Sick Overstayer Threatens Suicide

Sick overstayer threatens suicide

By HANK SCHOUTEN
The Dominion Post
Thursday, 31 January 2008

An American overstayer who uses a dialysis machine 12 hours a day is threatening to stop her own treatment and die in Wellington rather than accept deportation.

The Immigration Service has booked Lana Schmidt on a flight out of Auckland next Saturday, and warnedit will force her removal if she resists.

But Ms Schmidt says she has nowhere to go, there are no arrangements for her continued medical care once she gets to Los Angeles, and she cannot get support from the United States Medicare system till July.

Ms Schmidt came to New Zealand in 2000 to be with Zahid Jawad, an Iraqi-born New Zealand citizen whom she met in the US.

But after their relationship broke down two years later, her health deteriorated and she suffered kidney failure.

Legal proceedings for her to get her share of their business are not resolved.

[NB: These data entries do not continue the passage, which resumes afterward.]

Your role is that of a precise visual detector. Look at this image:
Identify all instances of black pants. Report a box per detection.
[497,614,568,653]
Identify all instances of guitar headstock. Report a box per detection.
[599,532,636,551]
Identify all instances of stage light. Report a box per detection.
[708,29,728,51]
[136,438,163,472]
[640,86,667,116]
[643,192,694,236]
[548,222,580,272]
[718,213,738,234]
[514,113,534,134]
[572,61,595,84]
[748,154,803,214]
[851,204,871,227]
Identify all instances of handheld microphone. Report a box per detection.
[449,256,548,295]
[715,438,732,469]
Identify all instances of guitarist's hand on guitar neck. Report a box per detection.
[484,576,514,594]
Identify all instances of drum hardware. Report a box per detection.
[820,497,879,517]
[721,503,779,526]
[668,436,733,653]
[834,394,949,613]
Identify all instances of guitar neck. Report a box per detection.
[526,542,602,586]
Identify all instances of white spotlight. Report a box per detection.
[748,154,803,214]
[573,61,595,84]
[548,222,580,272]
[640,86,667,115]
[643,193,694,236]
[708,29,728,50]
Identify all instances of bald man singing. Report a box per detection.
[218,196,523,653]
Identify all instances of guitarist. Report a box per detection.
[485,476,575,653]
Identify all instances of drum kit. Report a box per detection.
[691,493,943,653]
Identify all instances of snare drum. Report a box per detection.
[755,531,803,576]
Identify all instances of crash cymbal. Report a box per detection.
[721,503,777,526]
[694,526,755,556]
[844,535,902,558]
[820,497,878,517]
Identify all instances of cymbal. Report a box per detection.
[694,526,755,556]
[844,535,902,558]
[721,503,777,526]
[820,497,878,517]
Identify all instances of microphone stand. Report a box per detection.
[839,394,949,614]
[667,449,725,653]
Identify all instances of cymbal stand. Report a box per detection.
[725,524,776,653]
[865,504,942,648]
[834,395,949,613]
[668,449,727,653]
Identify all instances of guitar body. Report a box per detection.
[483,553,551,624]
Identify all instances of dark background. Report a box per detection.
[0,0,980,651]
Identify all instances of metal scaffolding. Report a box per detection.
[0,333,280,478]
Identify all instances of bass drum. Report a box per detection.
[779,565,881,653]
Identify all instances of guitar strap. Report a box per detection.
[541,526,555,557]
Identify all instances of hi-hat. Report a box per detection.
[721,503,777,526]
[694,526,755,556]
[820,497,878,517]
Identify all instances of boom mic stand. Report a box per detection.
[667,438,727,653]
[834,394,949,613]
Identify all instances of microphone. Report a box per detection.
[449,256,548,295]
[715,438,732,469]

She said she needed that money to pay for her dialysis in the US.

She said she had no family she could go to for support in the US, and setting up the dialysis she needed was no simple matter.

Forcing her on to a plane next Saturday was effectively a death sentence.

“I expect they will probably put arrangements in place to manhandle me to get me on that plane. But I do not plan to get on that plane. I do not plan to go and die in LA airport.

“I will stop dialysis here and die here with my friends who are around me, who love me and care about me.”

A letter from Nicola Hay, her Wellington Hospital renal specialist, said discontinuation of her dialysis would result in death within days or weeks.

Immigration Service spokeswoman Helen Corrigan confirmed that Ms Schmidt was to be deported, and said the service saw no reason why this should not happen.

She would not elaborate on the case without Ms Schmidt's consent, and Ms Schmidt yesterday declined to give consent.

The service said she was not required to stay in New Zealand for the conclusion of court proceedings against her former partner.

It said a previous overseas trip in 2004 and an extended holiday in Taupo in January – when she was rescued by helicopter after getting into trouble kayaking down a river – indicated that she was fit and able to travel.

The service told her it was not New Zealand's responsibility to arrange for her dialysis in the US – these were matters for her to arrange with US authorities.

It also asked how she intended to repay the Health Ministry for the cost of her treatment – about $1100 a week – plus the cost of her deportation.

Five years ago a Tuvaluan overstayer and dialysis patient, Senee Niusila, was allowed to stay in New Zealand despite a history of violence against his family.

He was found guilty of beating his wife, but discharged without conviction on the grounds it would affect his chances of gaining residency.

The court was told that if he was sent back to Tuvalu, where dialysis was not available, he would die within weeks.